Why you might follow the South Beach Diet

You might choose to follow the South Beach Diet because you:

  • Enjoy the types and amounts of food featured in the diet.
  • Want a diet that restricts some carbs and fats to help you lose weight.
  • Want to change your overall eating habits.
  • Want a diet you can try to stick with for life.
  • Like the related South Beach Diet products, such as cookbooks and diet foods.

Check with your healthcare professional or a dietitian before you start any weight-loss diet. This is key if you have any health conditions or concerns.

Diet details

The South Beach Diet features foods that have lean protein, healthy fats and some carbs. The diet mainly includes healthy carbs that give the body steady energy. These are called complex carbs. The body digests complex carbs slowly. Then the carbs turn into sugar that slowly moves into the bloodstream. This sugar is called glucose. It gives the body fuel.

The South Beach Diet includes complex carbs such as:

  • Fruit and vegetables.
  • Whole grains such as bulgur and quinoa, and whole-wheat bread, rice or pasta.
  • Beans, peas and lentils.

The South Beach Diet limits carbs that give the body a short burst of energy. These are called simple carbs. They tend to have less nutrition than complex carbs. And too many simple carbs can lead to weight gain. Some foods that are high in simple carbs include:

  • Candy and baked goods.
  • Honey, molasses and syrup.
  • Regular soda.
  • Sugar.
  • Cereal that's made with refined grains rather than whole grains.

The South Beach Diet also features foods that have healthy fats.

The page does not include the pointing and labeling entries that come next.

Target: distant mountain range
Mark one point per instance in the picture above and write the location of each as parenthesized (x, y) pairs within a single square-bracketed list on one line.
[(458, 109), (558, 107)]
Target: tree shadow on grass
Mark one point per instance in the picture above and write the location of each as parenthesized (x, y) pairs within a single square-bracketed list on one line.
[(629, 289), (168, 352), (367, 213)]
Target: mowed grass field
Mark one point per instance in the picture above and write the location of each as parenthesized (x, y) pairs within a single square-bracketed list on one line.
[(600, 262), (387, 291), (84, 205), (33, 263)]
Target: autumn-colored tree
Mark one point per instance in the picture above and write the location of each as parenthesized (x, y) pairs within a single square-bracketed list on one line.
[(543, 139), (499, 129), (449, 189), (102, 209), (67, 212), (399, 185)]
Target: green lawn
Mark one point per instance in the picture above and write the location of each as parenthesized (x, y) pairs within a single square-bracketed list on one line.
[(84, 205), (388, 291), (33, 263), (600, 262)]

These include plant-based oils, nuts and oily fish. The diet limits sources of saturated fat such as red meat and butter. Saturated fat tends to raise cholesterol.

The South Beach Diet features foods that have lean protein as well. Examples include lean meats, fish, soy and low-fat dairy products.

Carbohydrates

The South Beach Diet recommends that you limit simple carbs, such as candy or baked goods, over time. It also suggests that you choose complex carbs, such as whole grains, fruits and vegetables. The diet doesn't ask you to track the percentage of carbs that you eat.

The keto-friendly version of the South Beach Diet does place strict limits on carbs. This version starts with a limit of 20 to 50 grams of carbs a day. In time, the limit rises to as much as 75 to 100 grams of carbs a day. In comparison, a typical eating plan of 2,000 calories a day lets you have about 225 to 325 grams of carbs a day.

Exercise

The South Beach Diet recommends regular exercise as an important part of your lifestyle. It suggests activities such as walking and strength training. Regular exercise can help you reach a goal weight and stay at it.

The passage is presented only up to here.